Each radioactive decay of a Uranium 238 nucleus (about 99.3% of naturally occurring Uranium) emits an alpha particle with an energy of 4.27 MeV (Million electron volts). To convert this to joules of energy I need to multiply by the number of joules per electron volt of energy which is 1.6 x 10^-19 joules. Thus we find that each decay releases 4.27 x 10^6 x 1.6 x 10^-19 = 6.83 x 10^-13 joules. This is energy of the alpha particle emitted from the nucleus of uranium 238. The alpha particle bashes into the neighbouring atoms and sets them moving – i.e. it heats them.
Bringing it all together
If we multiply (the probability per second that a uranium nucleus will decay) by (the number of such nuclei in a kilogram of average Earth rock) we find out the average number of radioactive decays per second per kilogram of ‘Average Earth rock.

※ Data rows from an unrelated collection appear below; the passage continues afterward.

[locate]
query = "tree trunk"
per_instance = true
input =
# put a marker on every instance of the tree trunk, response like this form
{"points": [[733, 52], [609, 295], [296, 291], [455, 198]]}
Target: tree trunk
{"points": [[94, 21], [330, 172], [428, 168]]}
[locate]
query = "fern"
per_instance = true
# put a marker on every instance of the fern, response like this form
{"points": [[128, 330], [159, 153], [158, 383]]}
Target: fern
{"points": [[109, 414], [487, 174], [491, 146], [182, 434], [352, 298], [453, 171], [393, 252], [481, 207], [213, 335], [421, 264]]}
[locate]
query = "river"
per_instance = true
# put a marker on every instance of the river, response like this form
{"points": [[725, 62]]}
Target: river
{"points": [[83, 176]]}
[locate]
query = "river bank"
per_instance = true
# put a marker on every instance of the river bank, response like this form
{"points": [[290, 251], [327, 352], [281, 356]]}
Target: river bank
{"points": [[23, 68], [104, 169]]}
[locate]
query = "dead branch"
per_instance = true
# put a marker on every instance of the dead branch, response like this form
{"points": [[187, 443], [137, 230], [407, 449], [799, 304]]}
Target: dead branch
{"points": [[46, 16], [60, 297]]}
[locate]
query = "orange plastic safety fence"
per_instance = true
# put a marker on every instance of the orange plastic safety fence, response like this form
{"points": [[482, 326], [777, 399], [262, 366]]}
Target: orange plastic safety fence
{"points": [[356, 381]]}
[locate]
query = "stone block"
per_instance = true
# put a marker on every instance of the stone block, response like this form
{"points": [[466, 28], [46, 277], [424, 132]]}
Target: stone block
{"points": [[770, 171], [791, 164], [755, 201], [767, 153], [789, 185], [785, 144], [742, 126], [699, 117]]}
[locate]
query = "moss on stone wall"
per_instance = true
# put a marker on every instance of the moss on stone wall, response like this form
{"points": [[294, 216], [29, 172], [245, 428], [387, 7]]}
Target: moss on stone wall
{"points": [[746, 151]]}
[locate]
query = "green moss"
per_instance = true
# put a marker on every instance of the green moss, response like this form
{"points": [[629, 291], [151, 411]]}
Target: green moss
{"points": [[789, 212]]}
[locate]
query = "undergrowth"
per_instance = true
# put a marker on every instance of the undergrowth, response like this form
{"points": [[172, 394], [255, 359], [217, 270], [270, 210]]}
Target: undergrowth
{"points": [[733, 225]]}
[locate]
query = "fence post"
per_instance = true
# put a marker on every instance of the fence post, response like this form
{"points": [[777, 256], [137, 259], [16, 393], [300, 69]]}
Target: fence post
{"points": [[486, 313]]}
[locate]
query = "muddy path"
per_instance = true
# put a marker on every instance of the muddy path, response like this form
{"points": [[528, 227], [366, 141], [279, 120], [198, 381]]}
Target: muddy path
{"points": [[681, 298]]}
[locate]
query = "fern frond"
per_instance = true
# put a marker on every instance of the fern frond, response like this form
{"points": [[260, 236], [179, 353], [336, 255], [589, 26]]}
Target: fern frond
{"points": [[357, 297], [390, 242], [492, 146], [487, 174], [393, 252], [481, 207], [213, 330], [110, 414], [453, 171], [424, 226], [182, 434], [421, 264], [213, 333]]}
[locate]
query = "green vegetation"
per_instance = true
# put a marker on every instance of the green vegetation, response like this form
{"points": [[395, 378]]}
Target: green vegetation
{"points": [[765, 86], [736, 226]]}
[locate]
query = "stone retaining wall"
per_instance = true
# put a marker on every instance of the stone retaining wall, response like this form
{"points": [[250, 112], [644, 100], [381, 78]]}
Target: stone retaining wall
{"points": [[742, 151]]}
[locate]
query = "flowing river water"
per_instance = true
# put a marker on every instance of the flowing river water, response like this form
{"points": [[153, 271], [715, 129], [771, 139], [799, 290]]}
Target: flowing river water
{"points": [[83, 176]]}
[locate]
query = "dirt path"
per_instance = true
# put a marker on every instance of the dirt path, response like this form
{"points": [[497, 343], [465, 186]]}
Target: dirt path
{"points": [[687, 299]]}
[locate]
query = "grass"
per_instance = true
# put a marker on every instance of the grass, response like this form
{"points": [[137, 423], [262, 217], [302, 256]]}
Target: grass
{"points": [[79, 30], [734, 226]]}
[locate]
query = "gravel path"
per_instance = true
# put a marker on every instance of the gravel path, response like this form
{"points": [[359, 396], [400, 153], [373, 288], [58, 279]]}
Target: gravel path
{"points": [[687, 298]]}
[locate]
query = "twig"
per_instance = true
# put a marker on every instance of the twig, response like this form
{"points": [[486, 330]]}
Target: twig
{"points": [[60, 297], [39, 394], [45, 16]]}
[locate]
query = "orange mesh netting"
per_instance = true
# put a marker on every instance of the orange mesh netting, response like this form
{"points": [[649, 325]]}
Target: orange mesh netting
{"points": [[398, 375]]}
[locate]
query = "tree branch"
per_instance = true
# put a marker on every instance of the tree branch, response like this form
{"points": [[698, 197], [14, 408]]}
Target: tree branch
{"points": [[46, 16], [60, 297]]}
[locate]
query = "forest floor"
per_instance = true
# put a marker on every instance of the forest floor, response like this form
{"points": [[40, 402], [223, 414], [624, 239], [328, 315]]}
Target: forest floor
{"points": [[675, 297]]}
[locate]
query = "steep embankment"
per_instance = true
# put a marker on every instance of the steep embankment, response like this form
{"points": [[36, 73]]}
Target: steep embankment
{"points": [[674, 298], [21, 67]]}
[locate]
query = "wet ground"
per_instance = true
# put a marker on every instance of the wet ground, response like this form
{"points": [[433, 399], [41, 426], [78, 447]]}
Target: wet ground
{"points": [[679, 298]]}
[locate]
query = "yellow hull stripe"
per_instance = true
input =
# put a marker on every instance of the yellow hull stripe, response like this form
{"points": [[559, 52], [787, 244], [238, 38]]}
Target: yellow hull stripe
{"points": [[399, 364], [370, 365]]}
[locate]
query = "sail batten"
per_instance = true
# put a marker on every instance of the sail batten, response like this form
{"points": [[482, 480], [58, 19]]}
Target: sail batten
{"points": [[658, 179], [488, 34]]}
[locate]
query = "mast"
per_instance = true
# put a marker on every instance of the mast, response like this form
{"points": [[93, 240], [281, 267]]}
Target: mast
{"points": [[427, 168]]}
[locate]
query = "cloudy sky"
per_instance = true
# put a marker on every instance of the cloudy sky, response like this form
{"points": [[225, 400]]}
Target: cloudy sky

The sum is (3.57 x 10^-18 per second) x (3 x 10^19 per kilogram) = 107 decays per second. This seems reasonable, but perhaps a bit on the high side (based on my experience of measuring radioactivity of rocks – I genrally just get a few counts per second). If we now multiply this number by the amount of energy released in each decay we find the energy released into the rock per second is (107 per second) x (6.83 x 10^-13 joules) = 7.3 x 10^-11 joules per second (Watts). Looking back up the page I see that originally I took my estimate of heating by Uranium to be 3 x 10^-12 Watts per kg of rock and this estimate is around 20 times bigger.
So What? Well I just wanted to show that starting with estimates of the half life of Uranium and the energy released in each decay, I could sort of explain the amount of heat produced per second. The big uncertainty here is in the actual concentration of Uranium in the Earth. Given this uncertainty, I feel that my calculations do sort of tie up, and I feel more confident now in repeating what I have heard, that the reason the Earth is hot inside is because of the radioactive decay of long lived isotopes.
One more thing…
It is hard to imagine how this tiny heating – a few millionths of a millionth of a watt per kilogram – could ever get anything hot! Indeed the heating rate would be infinitesimally slow – roughly 10^-13 of a degree per second. At that rate it would have taken about 1.5 billion years to have heated up the interior of Earth to our current estimate of around 5000 °C. However the heating rate is sufficient to slow down the cooling of a previously hot body, which is what we believe has happened. OK. I feel I have done this problem to death now! Time to move on!